The qualifications and skills of some paediatric audiologists in Scotland are concerning. There is a UK registration for health staff scheme called the Registration Council for Clinical Physiologists (RCCP). But registration is voluntary for audiologists. There is another organisation, the Healthcare and Professions Council (HCPC). This professional body checks the qualifications and continuing professional development (CPD) of many healthcare professionals, such as Speech and Language Therapists. But audiologists are not a category for the HPCP.  Some of the practitioners on the RCCP register completed their training long ago and have not had their practical assessment skills rechecked. Audiologists who have been working for six years or more can apply to the RCCP on an equivalent registration route. They provide a reference from a qualified audiologist. So we can’t be sure about the child audiology clinical skills of audiologists who qualified some years ago. We need to see more transparency about professional registration and how these advanced practical audiology skills are checked. Heads of paediatric audiology departments and senior audiologists should have some up-to-date evidence of advanced clinical practice with paediatric audiology assessment and direct inspection rather than self-assessed or peer-reviewed evidence. They must be able to achieve the Scottish Paediatric Audiology Standards to an excellent level.

 

Six months later – what action has been taken?
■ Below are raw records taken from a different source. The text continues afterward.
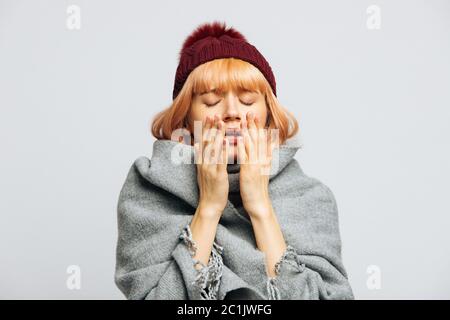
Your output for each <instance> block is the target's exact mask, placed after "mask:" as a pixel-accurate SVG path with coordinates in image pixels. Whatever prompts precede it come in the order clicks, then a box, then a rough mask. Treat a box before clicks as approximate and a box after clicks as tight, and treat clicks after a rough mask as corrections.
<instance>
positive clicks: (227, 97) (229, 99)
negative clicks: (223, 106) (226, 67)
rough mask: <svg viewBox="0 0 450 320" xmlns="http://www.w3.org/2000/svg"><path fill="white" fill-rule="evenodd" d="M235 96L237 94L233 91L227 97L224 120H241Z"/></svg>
mask: <svg viewBox="0 0 450 320" xmlns="http://www.w3.org/2000/svg"><path fill="white" fill-rule="evenodd" d="M235 98H236V97H235V95H234V94H232V93H231V92H229V94H228V95H227V96H226V97H225V111H224V114H223V117H222V120H223V121H224V122H232V121H238V122H240V120H241V115H240V112H239V108H238V104H237V103H236V99H235Z"/></svg>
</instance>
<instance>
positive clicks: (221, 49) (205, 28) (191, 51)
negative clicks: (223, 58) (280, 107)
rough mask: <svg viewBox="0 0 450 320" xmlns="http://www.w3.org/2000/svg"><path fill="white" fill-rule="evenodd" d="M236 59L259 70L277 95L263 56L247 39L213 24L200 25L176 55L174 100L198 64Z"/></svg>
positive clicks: (239, 33) (244, 37) (273, 90)
mask: <svg viewBox="0 0 450 320" xmlns="http://www.w3.org/2000/svg"><path fill="white" fill-rule="evenodd" d="M220 58H237V59H241V60H244V61H247V62H249V63H251V64H252V65H254V66H255V67H256V68H258V69H259V70H260V71H261V73H262V74H263V75H264V77H265V78H266V79H267V81H268V83H269V84H270V87H271V88H272V91H273V93H274V95H275V96H276V82H275V76H274V74H273V72H272V69H271V67H270V65H269V63H268V62H267V60H266V59H265V58H264V56H263V55H262V54H261V53H260V52H259V51H258V49H256V48H255V47H254V46H253V45H251V44H250V43H249V42H248V41H247V39H246V38H245V37H244V35H242V33H240V32H239V31H237V30H236V29H234V28H233V27H226V25H225V23H224V22H218V21H214V22H212V23H204V24H201V25H199V26H198V27H197V28H196V29H195V30H194V31H193V32H191V34H190V35H189V36H188V37H187V38H186V39H185V40H184V42H183V45H182V47H181V50H180V53H179V63H178V67H177V70H176V73H175V81H174V87H173V93H172V98H173V99H174V100H175V98H176V97H177V95H178V93H179V92H180V91H181V89H182V88H183V85H184V83H185V82H186V79H187V77H188V76H189V74H190V73H191V72H192V70H194V69H195V68H196V67H197V66H199V65H200V64H203V63H205V62H208V61H211V60H214V59H220Z"/></svg>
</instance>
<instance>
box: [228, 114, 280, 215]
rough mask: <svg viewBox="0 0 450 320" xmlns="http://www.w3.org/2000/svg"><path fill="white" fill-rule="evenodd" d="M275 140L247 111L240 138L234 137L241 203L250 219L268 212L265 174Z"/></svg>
mask: <svg viewBox="0 0 450 320" xmlns="http://www.w3.org/2000/svg"><path fill="white" fill-rule="evenodd" d="M274 146H275V143H274V142H273V141H272V139H271V138H270V134H269V132H268V129H263V128H260V127H259V119H258V118H255V115H254V114H253V113H252V112H248V113H247V116H246V119H243V120H242V121H241V137H238V140H237V149H238V150H237V151H238V160H239V163H240V174H239V184H240V193H241V198H242V204H243V206H244V208H245V210H246V211H247V213H248V214H249V216H250V218H260V217H266V216H268V215H270V214H271V210H270V206H271V202H270V198H269V177H270V170H271V164H272V151H273V149H274Z"/></svg>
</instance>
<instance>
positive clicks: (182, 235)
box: [180, 224, 223, 300]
The report from the BAA was published in early December. Now in mid-June, what has happened to support these children? The NHS has apologised in person to some of the families affected and sent detailed notes to the parents afterwards explaining what went wrong. This is a first step. But the NHS Health board has not passed on details of the families affected to the five local authority services for deaf children. Audiology departments routinely ask parents to give permission to pass on all news of audiology appointments and changes to hearing aid settings. Teachers of deaf children work very closely with audiology using this shared information. So why six months on has the NHS Lothian Health board not passed on these details? Are they not aware how critical timing is for the establishment of a first fluent language? The Scottish Government has not put in additional speech and language therapists. There are no plans yet revealed to monitor the spoken and sign language development of the affected deaf children regularly. There is no news of additional teachers of deaf children to be recruited to the five authorities. The only good news is that one authority, Edinburgh, has advertised a new part-time post for a BSL teacher and the job description suggests the teacher will also teach families BSL. When a court case comes, in a few years’ time, how will these professionals feel then looking back at the inaction after the reports were published? Joint action between Health and Education is imperative straight away, and serious commitment from the Scottish Government to support these children’s language development.

 

For families whose children have had a very late diagnosis, parents will need more support, more regular home visits to catch up all that missed information they didn’t get from visiting teachers of deaf children in the years from birth to school age. Will the government provide extra teachers of deaf children, BSL tutors for children and families, more specialist speech and language therapists and an educational audiologist for these authorities? Will the NHS and registration bodies like RCCP and HCPC put in place a more transparent system for checking the clinical skills of paediatric audiologists? There is a lot of work to do. Deaf children’s lives should not be damaged any further because of failings in the system.